I remember reading somewhere (I don't know where) that a rest counts as a musical accent. Is this true?
If so, then for example, when can I rest in 4/4 for an instrumental piece?
Second half of your question first. "...when can I rest on a 4/4 instrumental...?"
Anywhere you like. As witness any piece of notated music, where the solo part WILL contain rests.
Now we try to discover what "...a rest counts as a musical accent" means. Maybe just that you keep counting, whether there are notes or rests.
Or maybe it's a bit more philosophical. If there's a strong beat underlying the music, it can said to be be felt even when a note isn't actually played ON that beat. "The silence was deafening."
When singers tend to run into the rests, I sometimes say 'Sing the rests louder!'
An accent on a note makes that note played with more emphasis than the surrounding ones.
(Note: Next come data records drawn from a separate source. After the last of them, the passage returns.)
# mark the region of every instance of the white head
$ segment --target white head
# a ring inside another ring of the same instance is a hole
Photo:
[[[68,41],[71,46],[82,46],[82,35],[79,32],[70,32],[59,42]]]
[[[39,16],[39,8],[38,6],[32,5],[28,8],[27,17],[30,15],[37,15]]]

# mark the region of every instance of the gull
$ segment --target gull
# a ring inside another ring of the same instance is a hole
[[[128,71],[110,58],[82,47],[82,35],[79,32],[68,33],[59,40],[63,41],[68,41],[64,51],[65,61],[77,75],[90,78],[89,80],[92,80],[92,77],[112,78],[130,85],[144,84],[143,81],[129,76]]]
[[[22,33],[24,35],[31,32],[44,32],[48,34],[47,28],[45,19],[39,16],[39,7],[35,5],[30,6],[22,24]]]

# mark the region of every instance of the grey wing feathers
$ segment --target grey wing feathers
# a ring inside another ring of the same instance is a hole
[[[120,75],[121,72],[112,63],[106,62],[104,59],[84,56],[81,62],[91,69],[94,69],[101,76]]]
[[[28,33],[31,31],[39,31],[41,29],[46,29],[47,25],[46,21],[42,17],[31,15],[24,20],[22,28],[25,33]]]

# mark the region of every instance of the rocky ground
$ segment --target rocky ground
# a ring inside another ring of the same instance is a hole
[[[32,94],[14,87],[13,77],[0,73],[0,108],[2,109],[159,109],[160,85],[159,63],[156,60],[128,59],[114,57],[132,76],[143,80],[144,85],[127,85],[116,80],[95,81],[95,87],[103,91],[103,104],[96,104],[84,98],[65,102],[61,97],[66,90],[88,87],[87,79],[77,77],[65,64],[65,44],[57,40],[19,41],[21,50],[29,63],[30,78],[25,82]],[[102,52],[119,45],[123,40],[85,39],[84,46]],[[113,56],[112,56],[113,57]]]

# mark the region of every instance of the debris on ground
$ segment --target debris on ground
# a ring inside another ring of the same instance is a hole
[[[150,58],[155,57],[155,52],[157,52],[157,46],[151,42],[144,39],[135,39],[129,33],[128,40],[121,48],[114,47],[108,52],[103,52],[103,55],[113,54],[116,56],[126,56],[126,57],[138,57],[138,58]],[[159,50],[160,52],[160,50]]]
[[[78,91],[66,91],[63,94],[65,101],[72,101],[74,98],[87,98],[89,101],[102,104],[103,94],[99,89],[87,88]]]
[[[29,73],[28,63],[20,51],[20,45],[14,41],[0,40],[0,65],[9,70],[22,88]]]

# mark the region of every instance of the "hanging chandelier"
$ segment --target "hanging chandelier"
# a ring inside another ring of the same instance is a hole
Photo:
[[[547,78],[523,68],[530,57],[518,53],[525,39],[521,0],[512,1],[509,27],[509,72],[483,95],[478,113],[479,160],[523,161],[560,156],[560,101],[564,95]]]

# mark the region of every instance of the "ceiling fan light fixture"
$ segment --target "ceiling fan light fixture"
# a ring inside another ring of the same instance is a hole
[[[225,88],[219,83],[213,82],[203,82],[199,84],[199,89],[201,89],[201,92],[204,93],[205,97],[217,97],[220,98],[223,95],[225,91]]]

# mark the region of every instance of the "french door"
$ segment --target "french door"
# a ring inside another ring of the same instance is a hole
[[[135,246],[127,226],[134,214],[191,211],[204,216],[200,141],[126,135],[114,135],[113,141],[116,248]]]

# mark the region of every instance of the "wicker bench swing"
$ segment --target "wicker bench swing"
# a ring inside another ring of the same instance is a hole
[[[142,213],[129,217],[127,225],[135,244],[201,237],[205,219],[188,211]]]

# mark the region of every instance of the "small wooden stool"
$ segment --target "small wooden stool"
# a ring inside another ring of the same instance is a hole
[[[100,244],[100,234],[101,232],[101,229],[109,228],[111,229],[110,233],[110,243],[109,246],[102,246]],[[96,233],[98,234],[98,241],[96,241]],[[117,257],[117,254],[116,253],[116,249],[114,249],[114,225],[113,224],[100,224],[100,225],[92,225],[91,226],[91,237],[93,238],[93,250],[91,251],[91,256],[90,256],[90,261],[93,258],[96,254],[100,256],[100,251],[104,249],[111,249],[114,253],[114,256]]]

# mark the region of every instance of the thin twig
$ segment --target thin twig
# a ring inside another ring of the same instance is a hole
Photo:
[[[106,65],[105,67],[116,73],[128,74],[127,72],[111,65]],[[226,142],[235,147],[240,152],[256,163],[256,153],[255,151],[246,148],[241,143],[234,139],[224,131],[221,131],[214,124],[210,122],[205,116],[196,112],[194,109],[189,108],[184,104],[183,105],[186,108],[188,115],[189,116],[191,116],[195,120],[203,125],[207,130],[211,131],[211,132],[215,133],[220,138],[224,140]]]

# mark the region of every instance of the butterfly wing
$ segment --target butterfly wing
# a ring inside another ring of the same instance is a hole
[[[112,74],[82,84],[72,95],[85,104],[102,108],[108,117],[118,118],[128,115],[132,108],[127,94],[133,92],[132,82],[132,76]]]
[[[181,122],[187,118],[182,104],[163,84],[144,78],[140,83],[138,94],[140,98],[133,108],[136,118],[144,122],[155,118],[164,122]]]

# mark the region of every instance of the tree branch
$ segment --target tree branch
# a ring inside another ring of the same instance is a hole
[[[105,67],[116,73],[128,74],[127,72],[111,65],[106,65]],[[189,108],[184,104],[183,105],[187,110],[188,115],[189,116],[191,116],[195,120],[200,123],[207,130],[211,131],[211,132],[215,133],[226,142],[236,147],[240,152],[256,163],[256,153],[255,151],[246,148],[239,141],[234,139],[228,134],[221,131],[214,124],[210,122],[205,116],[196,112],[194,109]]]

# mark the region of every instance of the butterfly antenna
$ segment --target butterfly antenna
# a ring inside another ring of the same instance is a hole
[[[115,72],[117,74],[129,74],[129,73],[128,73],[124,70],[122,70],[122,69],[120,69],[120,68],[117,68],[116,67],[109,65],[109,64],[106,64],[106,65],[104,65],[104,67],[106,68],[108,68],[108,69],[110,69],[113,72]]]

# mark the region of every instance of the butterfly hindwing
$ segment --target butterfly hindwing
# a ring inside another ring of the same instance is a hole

So, from an actual situation, it would be impossible to make a rest sound more emphasised (louder) by writing it with an accent (>).
However, in the majority of music, we feel beat one as the usually more emphasised part of most bars - without that, it's pretty difficult to say what the time signature would be. So - if that particular part of a bar was missing sound - it was a rest - the listener would likely expect something there, thus making it a small period of time within that bar that was 'emphasised'. Rests are after all part of music, which will rarely be sound after sound after sound. Deafening silence?
That said, there is no deafinite place where rests (of any duration) are supposed to be; they fit where they go, due to the whim or choice of the composer. But, they will always be part of the music (or lack of it), adding to the final effect.
Rests count as silent units of time and rhythm in music depending on their duration just like their note counterparts (i.e. half note/half note rest) but they are not accents. They also don’t have accents placed on them like notes can. After all, how can someone accent silence?
As far as where to rest on a 4/4 instrumental, the placement of rests are choices just like the placement of notes. There is no formula to say where they go, they can be placed anywhere one chooses. They are used in a way like commas, periods and paragraphs are used in language. The person who writes or improvises the music decides where they go.